In New Jersey, the tax burden was put at 12.4 percent of income and in Connecticut it was 12.3 percent. Including New York, the three states were the only ones with a tax burden above 12 percent.

The foundation faulted “high levels of state expenditure” as the culprit.

The least-taxed state is Alaska, where residents paid just 7 percent of their income to the taxman.

Gov. Cuomo, who has called the foundation a right-wing group with an ideologically driven agenda, said, “We’ve gone a long way since” fiscal year 2010, the year on which the foundation based its report — and the year before he took office.

He cited last year’s cap on local-property-tax growth and a modest income-tax cut for middle- and upper-middle-class taxpayers that took effect this year.

He also approved an income-tax hike on millionaires this year, to 8.82 percent from its scheduled 6.85 percent level.

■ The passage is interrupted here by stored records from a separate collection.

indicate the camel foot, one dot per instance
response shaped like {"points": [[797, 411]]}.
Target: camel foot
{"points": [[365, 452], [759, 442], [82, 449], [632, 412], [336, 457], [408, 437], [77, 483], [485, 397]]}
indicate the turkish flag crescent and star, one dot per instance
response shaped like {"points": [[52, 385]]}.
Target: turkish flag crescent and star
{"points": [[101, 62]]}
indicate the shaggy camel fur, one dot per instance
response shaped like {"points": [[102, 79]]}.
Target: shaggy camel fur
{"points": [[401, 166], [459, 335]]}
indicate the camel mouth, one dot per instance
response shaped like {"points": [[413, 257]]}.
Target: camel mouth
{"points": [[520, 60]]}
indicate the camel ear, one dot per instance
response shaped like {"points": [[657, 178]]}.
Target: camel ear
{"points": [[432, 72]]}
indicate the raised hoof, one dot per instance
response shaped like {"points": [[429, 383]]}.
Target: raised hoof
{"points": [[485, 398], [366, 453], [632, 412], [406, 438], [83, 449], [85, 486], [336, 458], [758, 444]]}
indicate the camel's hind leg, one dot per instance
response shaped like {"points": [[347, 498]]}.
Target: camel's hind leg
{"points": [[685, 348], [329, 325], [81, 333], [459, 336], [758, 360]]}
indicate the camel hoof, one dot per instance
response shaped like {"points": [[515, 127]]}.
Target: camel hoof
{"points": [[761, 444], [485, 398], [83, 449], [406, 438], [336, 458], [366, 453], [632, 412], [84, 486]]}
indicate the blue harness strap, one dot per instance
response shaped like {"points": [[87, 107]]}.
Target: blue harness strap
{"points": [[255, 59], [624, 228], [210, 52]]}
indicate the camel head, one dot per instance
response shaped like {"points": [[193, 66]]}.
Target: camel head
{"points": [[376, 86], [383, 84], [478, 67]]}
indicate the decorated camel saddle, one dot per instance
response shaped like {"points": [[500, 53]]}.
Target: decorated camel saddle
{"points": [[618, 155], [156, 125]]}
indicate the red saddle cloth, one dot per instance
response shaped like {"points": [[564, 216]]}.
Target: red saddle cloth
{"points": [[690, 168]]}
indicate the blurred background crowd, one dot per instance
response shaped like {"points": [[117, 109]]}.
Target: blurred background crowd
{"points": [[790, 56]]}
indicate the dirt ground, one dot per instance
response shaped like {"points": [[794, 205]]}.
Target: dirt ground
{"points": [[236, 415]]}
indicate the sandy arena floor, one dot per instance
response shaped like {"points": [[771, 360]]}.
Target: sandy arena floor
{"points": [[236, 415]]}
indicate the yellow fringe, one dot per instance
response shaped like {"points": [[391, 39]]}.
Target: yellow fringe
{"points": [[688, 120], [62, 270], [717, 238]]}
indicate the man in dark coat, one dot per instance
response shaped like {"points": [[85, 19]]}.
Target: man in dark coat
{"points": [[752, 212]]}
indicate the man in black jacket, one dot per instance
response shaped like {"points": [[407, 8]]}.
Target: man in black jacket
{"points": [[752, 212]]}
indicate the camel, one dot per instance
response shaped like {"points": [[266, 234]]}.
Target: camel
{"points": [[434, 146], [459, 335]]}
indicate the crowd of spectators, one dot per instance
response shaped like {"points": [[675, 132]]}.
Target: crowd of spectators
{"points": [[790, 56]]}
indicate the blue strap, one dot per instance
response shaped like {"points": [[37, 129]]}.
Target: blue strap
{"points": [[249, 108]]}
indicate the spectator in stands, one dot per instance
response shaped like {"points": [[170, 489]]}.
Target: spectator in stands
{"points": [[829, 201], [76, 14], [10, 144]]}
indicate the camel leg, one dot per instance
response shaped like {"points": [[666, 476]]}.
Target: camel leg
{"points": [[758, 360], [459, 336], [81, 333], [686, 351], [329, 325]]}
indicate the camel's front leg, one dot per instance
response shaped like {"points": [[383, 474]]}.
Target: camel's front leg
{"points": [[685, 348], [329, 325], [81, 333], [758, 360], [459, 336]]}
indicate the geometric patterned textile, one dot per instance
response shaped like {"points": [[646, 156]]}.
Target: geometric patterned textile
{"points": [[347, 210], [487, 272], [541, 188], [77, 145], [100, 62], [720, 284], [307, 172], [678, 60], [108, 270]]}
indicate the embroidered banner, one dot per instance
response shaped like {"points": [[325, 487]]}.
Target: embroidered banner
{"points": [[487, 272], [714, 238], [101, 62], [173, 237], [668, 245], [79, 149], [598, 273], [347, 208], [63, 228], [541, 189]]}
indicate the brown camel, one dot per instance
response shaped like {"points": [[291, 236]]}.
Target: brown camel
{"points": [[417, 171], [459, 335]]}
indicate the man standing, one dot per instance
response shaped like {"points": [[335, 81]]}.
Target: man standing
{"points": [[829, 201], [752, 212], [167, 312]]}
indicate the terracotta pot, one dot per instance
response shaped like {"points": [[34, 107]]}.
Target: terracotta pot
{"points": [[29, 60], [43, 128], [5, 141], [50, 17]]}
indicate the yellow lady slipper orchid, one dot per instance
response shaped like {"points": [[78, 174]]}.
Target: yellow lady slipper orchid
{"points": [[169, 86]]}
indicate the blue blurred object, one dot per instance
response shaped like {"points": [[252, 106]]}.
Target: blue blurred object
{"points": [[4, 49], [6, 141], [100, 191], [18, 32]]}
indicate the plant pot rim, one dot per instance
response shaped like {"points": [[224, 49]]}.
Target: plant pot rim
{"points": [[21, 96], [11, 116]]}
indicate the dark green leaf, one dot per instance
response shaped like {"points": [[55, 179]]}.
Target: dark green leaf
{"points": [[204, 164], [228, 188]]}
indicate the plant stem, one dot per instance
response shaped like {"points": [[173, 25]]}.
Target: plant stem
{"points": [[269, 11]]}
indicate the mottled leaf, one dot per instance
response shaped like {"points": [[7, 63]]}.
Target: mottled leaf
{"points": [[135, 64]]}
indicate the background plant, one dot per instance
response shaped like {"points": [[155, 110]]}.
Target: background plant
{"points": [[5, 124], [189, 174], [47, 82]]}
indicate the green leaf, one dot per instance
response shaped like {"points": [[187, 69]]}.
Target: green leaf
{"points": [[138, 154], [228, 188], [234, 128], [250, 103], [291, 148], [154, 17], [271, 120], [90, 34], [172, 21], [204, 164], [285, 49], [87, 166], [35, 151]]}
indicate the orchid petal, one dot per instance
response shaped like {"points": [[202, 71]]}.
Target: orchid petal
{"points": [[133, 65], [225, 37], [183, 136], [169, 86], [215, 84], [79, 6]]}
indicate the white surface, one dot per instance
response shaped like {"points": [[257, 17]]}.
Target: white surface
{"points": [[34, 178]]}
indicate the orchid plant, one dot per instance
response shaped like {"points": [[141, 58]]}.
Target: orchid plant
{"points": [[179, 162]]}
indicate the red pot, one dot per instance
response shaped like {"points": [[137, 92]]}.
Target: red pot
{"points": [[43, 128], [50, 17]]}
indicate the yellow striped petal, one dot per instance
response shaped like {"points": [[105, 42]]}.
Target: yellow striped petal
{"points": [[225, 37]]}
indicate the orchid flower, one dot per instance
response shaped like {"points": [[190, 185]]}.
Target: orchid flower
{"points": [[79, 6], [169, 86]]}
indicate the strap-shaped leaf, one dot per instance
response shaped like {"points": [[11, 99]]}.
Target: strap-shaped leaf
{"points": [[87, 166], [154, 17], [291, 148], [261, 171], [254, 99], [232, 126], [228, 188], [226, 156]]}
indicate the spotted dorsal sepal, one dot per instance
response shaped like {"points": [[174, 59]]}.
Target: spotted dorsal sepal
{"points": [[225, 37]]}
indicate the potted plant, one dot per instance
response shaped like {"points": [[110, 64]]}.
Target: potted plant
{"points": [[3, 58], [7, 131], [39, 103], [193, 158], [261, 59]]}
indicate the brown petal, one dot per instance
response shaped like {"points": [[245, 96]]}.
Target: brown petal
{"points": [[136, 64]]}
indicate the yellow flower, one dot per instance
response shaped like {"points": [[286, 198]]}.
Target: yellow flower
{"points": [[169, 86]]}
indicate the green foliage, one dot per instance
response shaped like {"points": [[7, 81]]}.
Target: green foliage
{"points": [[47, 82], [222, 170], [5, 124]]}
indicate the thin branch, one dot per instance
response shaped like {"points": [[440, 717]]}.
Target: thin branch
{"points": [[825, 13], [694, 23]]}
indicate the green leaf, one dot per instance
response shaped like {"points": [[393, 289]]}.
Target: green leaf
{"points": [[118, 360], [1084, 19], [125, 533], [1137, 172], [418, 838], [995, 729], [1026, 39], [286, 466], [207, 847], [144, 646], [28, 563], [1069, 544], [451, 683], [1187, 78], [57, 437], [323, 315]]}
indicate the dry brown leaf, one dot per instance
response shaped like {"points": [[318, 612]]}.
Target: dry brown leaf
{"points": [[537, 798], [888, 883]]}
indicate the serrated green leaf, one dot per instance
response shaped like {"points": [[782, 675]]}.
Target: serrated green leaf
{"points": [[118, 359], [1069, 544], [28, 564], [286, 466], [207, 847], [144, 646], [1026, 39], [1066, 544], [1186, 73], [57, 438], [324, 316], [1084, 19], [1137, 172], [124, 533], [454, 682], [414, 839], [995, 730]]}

But because the state had temporarily hiked rates on seven-figure earners to 8.97 percent through 2011, even they are paying less this year than in 2010.

Still, “any way you slice or dice the data, New York has a very long way to go to close its tax gap with the rest of the nation,” said, E.J. McMahon of the conservative Manhattan Institute.

McMahon said New York would have to cut its total tax burden by $3 billion just to match second-place New Jersey — and by about $37 billion to match the national average of 9.9 percent of income paid to taxes.

Yesterday’s report followed a foundation study earlier this month that rated New York’s business tax climate the worst in the nation — with New Jersey second worst.

“It’s kind of a double-whammy for New York,” said foundation economist Scott Drenkard.